St. Louis bandits were slick, but not as slick as the Wall St. gang
Monday’s big story in the Midwest: “Masked gunmen steal huge stash of cash in predawn heist at St. Louis ATM servicing business.”
So who’s bolder, the four armed robbers, or the honchos at Goldman Sachs and American International Group Inc. who effectively used the banking system to steal billions from taxpayers? Let’s compare the heists.
The four gunmen, dressed head to toe in black, arrived at the ATM servicing center before dawn. They overpowered a guard as he reported for work, and then another. They apparently knew in advance that “it took two workers to separately punch in access codes to open the vault.” They got away with about $11 million and are still on the loose.
Lloyd Blankfein and his cronies at Goldman Sachs didn’t wear masks or carry guns. Neither did Robert Liddy and his crew at AIG, which was the country’s biggest insurance company. They gambled billions on the housing bubble, using mortgage-linked investments called collateralized debt obligations and insurance instruments called credit-default swaps, because they knew they had friends in government who’d help them steal back their billions if the gambles didn’t pay off.

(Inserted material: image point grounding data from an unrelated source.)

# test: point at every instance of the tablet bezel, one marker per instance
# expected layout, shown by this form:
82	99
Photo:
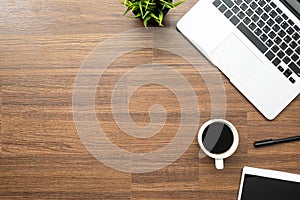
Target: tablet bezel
267	174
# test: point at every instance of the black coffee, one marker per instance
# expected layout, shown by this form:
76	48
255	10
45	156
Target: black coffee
217	138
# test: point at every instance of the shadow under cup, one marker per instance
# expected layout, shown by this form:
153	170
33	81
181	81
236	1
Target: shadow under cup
217	138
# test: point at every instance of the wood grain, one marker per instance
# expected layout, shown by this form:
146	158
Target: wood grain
42	46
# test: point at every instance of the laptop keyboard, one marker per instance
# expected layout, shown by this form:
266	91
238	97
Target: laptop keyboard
269	29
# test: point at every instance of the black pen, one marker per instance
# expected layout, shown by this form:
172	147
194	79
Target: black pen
270	141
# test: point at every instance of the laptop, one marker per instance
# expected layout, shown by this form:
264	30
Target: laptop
267	184
255	43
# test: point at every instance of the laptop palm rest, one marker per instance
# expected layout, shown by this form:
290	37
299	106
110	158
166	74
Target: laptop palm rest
235	60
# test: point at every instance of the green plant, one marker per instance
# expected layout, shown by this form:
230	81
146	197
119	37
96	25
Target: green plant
150	10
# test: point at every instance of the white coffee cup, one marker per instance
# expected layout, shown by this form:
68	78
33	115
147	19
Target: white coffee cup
218	139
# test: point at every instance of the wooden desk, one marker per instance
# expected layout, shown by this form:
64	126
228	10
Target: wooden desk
42	46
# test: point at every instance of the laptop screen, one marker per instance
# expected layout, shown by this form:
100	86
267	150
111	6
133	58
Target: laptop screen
293	6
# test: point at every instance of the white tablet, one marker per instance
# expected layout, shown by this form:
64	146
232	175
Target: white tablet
262	184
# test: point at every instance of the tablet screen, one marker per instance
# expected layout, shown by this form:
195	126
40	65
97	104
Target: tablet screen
262	188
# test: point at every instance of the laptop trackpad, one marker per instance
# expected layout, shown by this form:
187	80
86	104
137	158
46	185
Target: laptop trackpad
235	60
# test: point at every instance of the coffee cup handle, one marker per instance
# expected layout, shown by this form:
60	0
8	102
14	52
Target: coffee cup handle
219	163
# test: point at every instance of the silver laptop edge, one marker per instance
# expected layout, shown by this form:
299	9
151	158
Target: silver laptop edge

The housing bubble burst, the banks failed and government bailed out AIG to the tune of $182.3 billion in taxpayer money. AIG used much of the bailout money to pay off obligations to Goldman and other banks that had been incurred through complicated insurance arrangements.

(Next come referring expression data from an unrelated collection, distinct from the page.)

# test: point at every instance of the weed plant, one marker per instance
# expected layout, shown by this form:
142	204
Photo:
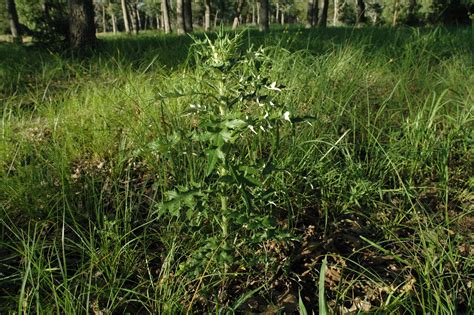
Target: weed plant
299	171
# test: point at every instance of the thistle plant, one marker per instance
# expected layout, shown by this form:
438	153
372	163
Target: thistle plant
235	102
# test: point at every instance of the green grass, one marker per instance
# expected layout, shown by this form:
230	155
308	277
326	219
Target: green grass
114	197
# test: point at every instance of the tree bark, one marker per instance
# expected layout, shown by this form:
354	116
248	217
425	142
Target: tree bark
361	12
207	15
126	19
104	21
254	20
277	13
13	18
188	16
81	24
395	12
312	13
114	23
264	13
237	13
135	22
165	16
323	13
180	27
411	19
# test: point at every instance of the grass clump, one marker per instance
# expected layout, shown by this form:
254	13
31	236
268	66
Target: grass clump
226	173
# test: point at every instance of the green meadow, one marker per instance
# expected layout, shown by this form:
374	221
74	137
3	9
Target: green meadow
327	170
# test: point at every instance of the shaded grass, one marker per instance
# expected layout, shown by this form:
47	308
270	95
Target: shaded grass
381	180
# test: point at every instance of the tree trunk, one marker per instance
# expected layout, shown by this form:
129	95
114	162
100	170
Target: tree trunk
323	13
277	13
188	16
411	19
361	12
114	23
264	14
258	12
238	11
126	19
180	27
165	16
81	24
216	17
134	16
312	13
254	20
14	24
104	21
207	15
139	19
395	12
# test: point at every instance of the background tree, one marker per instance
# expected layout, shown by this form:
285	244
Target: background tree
180	26
264	15
312	13
188	16
207	15
14	24
81	24
125	14
323	13
165	16
360	12
237	14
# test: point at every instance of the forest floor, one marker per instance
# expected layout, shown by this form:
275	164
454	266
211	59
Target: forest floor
294	171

The St. Louis crooks obviously had insider knowledge regarding the ATM center. They deserve the John Dillinger Prize – I just invented it – for being ballsy throwbacks in an age of cell phones and surveillance cameras. They have a good work ethic, and one might even say they got their money the old-fashioned way. As John Houseman used to say in an old TV commercial, “They earned it.”
The Wall Street crooks had insider knowledge far beyond that of conventional robbers. They took no physical risks and escaped with a bundle of loot that makes the St. Louis robbers’ take look like small change. AIG and Goldman are even stronger than they were before the worldwide economic collapse – a collapse they helped trigger with their reckless investment and insurance policies.
The Wall Street gang wouldn’t dream of robbing banks the old-fashioned way, even if they had the guts. They’re smarter than that. They knew their power would remain undiminished even if their mortgages racket collapsed because their friends are named Paulson and Geithner. They knew, as conservative apostate David Stockman recently wrote, that their monster companies are “wards of the state, extracting billions from the economy with a lot of pointless speculation in stocks, bonds, commodities and derivatives.”
The St. Louis crooks will get killed or go to jail. Blankfein and his colleagues will remain rich and free unless the federal government is radically reformed. As the Duke said several times in The Searchers, “That’ll be the day.”